The predictions of trans-spliced gene TSSs were performed based on the assumption that pairs of TSCs and TACs have the same expression pattern, but there is a possibility that the rate of trans-splicing of a given gene is controlled differently across tissues. In this case, pairs of TSCs and TACs will not have the same expression pattern, and therefore, our method can miss such pairs. However, whereas the distribution of predicted outron length showed the same properties as that reported in C. elegans (Kruesi et al. 2013), the distribution of distance between pairs of TSCs and TACs that have different expression patterns did not show them (Supplemental Fig. 35). It seems that the assumption is useful for the prediction, at least in this study. Although predicted TSSs are not experimentally validated by additional approaches, these data will contribute to future analysis of cis-regulatory regions of the trans-spliced genes.
Methods
Data sources
In order to determine TSSs in C. intestinalis, we applied TSS-seq (Yamashita et al. 2011) to four different adult tissues (ovary, heart, body wall muscle, and neural complex) and one developmental stage (larva) to obtain five sets of reads data. Adult tissues were obtained from mature adults of C. intestinalis that were collected from harbors in Murotsu, Hyogo, Japan, or were obtained from the National BioResource Project. Larvae were obtained as described previously (Yoshida et al. 2007). The reads data are 36-nt single-end reads.
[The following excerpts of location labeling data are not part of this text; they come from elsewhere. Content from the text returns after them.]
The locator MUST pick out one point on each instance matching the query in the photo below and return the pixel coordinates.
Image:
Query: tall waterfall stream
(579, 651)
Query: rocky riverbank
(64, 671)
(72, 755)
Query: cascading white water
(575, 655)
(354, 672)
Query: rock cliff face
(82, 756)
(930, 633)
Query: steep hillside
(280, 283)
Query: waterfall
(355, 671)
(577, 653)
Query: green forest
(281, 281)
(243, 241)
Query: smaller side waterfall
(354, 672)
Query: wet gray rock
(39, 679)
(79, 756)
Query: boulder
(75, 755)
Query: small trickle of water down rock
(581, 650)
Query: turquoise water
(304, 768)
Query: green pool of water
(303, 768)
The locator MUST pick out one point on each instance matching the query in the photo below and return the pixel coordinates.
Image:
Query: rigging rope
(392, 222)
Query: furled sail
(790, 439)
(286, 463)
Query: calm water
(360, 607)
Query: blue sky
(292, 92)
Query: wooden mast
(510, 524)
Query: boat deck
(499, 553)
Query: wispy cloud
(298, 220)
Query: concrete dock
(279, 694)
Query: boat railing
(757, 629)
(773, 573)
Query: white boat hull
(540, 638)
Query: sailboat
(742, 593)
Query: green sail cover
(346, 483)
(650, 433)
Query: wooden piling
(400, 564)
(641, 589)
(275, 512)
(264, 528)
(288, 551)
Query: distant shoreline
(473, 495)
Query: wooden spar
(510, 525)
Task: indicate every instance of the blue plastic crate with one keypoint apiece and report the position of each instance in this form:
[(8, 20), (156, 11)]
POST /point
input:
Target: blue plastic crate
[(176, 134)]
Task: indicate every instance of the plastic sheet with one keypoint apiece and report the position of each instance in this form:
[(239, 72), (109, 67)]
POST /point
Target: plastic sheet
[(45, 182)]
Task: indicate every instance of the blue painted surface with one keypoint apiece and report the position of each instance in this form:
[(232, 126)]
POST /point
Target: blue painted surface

Identification of TSCs and TACs
TSCs and TACs were identified by clustering candidate TSSs and TASs, respectively. Details of the clustering method are described in Supplemental Methods. Each cluster consisted of up to five and 15 clusters derived from each sample in C. intestinalis and human, respectively. The representative position of each cluster was determined by a majority vote of the most frequent positions obtained from clusters with 100 tags or more derived from each sample. If there were two or more representative positions, the most upstream position was used. Also, of the clusters derived from each sample with the most frequent position as the representative position, the cluster with the greatest number of tags was selected as the representative cluster. The clusters with more than 100 tags in the representative cluster were not used in this study. Unless otherwise noted, the TSS distribution of a TSC indicates that of the representative TSC. The width of a TSC was defined as the distance from the fifth percentile to the 95th percentile of the TSS distribution.
Data access
TSS-seq data from this study have been deposited in the NCBI Sequence Read Archive (SRA; http://www.ncbi.nlm.nih.gov/sra/) under accession number SRP063032.
Supplementary Material
Acknowledgments
This study was supported in part by Grants-in-Aid for Scientific Research from the Japan Society for the Promotion of Science (JSPS; 22310120 and 25290067). Computational resources were provided by the supercomputer system at Human Genome Center, Institute of Medical Science, the University of Tokyo.
Footnotes
[Supplemental material is available for this article.]
Article published online before print. Article, supplemental material, and publication date are at http://www.genome.org/cgi/doi/10.1101/gr.184648.114.
References
- Agabian N. 1990. Trans splicing of nuclear pre-mRNAs. Cell 61: 1157–1160. [DOI] [PubMed] [Google Scholar]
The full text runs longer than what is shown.